Dans le cadre des télécommunications, il s'agit de l'accès au réseau du cuivre qui a permis le dégroupage au niveau local ou l'accès à des ressources telles que les fréquences ou les numéros. Il faut aussi permettre l'interconnexion entre les différents opérateurs pour que la diversité ne se traduise pas par des « silos » qui seraient une perte de valeur pour les utilisateurs. C'est un métier de régulateur sectoriel qui a justifié la création de l'ARCEP, mais cette démarche ne se substitue pas à l'action de l'Autorité de la concurrence qui reste compétente pour sanctionner des pratiques anticoncurrentielles et autoriser les concentrations.

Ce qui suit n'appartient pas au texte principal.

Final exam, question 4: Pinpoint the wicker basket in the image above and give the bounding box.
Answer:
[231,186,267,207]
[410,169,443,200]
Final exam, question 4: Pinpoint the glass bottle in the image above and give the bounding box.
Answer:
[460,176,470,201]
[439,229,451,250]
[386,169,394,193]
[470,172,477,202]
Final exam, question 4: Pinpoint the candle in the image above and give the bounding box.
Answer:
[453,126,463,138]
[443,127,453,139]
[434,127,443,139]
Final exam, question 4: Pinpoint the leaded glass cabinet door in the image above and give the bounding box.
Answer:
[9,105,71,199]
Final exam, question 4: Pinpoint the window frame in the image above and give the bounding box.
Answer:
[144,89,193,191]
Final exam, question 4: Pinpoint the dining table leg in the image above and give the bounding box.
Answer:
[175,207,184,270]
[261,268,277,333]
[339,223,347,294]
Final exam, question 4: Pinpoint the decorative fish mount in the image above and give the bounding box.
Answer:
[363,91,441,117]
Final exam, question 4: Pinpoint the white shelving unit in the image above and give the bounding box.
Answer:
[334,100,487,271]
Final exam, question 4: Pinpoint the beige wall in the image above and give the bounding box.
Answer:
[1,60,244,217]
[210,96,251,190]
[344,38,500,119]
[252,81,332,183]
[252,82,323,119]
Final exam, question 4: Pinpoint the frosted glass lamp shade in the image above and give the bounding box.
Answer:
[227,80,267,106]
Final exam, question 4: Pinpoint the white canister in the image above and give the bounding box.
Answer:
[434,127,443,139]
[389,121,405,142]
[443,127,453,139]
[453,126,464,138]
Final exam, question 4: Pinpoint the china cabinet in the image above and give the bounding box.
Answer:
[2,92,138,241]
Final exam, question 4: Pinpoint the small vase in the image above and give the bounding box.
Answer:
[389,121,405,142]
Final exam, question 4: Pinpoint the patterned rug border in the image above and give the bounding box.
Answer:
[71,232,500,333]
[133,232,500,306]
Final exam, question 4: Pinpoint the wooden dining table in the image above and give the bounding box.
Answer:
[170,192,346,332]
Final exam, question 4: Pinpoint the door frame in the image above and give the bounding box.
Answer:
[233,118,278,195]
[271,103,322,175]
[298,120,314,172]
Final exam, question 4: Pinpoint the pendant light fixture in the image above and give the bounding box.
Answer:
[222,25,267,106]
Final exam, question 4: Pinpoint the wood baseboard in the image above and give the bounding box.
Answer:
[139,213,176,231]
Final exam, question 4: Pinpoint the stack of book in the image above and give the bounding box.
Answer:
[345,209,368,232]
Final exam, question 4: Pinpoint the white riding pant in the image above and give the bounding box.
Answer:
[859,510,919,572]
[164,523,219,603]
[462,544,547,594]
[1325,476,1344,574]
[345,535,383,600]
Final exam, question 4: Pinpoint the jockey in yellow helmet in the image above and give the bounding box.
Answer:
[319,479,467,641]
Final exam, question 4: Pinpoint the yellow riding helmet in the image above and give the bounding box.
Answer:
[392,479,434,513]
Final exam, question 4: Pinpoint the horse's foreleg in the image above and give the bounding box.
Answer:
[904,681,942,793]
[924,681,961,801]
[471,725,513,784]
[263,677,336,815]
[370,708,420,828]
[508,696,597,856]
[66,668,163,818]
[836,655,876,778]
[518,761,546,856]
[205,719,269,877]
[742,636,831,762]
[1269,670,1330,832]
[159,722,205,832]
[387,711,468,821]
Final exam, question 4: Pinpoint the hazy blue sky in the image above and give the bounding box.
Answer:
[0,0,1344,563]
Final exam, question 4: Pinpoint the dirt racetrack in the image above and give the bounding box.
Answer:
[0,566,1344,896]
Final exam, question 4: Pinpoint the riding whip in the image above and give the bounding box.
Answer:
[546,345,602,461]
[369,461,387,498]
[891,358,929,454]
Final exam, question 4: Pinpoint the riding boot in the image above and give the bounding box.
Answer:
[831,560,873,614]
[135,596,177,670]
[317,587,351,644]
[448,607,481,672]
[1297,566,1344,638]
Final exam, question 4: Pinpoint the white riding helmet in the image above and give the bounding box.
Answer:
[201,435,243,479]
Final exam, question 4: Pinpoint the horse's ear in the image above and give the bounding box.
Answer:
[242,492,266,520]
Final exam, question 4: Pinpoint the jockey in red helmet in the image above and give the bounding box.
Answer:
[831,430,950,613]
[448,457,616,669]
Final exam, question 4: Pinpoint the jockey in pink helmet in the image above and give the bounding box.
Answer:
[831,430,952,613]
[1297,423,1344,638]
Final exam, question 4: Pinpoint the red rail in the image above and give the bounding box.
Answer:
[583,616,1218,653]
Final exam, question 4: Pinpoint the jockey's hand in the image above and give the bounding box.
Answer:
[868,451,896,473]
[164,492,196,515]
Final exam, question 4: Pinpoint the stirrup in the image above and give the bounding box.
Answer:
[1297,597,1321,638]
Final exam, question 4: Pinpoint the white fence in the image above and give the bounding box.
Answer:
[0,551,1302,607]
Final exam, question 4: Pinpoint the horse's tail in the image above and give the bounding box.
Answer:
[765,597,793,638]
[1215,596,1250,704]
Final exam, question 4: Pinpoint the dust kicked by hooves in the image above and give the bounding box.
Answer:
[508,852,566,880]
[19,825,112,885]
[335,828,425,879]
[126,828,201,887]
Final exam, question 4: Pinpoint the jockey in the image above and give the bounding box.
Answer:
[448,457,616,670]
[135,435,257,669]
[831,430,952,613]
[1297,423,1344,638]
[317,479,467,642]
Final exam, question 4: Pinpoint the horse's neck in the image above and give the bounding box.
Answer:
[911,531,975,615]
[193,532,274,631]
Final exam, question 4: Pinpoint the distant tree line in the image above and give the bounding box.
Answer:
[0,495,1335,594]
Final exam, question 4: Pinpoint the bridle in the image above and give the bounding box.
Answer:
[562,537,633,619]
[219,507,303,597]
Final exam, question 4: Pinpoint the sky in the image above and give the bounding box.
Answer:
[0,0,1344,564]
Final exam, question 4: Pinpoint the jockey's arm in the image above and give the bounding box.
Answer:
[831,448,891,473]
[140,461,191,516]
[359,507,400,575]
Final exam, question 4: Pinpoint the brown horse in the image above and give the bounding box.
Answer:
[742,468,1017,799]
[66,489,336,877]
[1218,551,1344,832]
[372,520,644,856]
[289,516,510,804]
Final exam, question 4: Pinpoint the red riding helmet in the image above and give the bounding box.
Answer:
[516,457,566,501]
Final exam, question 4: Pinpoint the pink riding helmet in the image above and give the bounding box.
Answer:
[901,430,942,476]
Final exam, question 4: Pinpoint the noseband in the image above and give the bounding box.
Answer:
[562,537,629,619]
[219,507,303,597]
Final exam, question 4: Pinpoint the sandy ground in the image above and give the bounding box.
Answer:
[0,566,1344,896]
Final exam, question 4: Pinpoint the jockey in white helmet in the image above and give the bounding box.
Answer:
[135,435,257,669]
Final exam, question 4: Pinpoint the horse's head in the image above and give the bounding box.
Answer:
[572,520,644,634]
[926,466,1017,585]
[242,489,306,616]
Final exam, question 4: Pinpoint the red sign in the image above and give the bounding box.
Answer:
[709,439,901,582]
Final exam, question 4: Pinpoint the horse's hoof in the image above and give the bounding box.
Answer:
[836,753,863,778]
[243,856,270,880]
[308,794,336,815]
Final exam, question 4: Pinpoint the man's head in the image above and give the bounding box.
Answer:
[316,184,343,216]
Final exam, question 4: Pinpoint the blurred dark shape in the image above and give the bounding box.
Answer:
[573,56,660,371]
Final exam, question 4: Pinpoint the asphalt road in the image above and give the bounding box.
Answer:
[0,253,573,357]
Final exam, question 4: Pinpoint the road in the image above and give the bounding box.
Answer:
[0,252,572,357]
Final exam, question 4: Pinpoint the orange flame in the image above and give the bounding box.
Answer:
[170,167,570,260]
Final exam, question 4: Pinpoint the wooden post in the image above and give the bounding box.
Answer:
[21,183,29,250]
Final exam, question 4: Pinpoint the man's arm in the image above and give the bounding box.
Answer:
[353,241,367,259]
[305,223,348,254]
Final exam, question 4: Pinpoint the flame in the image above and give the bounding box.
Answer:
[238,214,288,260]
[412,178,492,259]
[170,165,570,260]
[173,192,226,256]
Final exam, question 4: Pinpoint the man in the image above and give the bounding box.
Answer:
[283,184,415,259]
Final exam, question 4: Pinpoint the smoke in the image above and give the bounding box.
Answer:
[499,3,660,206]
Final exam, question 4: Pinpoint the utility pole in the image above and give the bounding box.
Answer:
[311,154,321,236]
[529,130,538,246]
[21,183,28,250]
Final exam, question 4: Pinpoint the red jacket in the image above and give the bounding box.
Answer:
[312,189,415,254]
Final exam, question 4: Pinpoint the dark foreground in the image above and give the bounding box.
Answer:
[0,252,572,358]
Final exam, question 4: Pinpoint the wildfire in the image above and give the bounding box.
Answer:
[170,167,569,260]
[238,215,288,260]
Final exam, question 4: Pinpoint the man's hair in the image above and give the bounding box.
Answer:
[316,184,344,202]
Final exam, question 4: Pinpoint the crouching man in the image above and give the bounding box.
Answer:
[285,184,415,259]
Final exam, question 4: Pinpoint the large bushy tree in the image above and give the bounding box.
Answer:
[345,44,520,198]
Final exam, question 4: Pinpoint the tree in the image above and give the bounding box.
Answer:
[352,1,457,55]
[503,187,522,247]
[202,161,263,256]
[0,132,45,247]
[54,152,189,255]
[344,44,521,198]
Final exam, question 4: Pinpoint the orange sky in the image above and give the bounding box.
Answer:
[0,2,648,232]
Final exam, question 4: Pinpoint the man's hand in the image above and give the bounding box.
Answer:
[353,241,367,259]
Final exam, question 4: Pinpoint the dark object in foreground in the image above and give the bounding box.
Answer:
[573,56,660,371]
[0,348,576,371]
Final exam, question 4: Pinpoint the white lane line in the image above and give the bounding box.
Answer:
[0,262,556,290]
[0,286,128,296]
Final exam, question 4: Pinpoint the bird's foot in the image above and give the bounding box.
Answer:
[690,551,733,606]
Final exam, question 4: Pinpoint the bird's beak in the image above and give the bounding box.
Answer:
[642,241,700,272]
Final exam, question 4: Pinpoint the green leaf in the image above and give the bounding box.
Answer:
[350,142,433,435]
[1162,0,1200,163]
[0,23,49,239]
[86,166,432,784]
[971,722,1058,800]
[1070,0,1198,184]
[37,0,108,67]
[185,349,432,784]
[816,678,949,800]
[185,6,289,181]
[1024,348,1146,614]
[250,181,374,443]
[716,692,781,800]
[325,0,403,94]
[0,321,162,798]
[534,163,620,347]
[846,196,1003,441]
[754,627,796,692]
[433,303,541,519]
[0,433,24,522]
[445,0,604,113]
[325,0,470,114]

Depuis vingt ans, le secteur des télécommunications a connu une belle ouverture du secteur de la concurrence en France. En effet, le pays compte quatre opérateurs nationaux puissants, et qui investissent fortement. Le marché grand public bénéficie d'une concurrence vive. La France est considérée comme l'un des marchés les plus concurrentiels d'Europe et du monde. Pour faire face aux défis de la fibre, de la 4G et demain de la 5G, le secteur a accru ses investissements de 40 % au cours des quatre dernières années. Le niveau d'investissement dans les télécommunications est extrêmement élevé en France. L'ARCEP est donc relativement satisfaite de la dynamique du marché des télécommunications.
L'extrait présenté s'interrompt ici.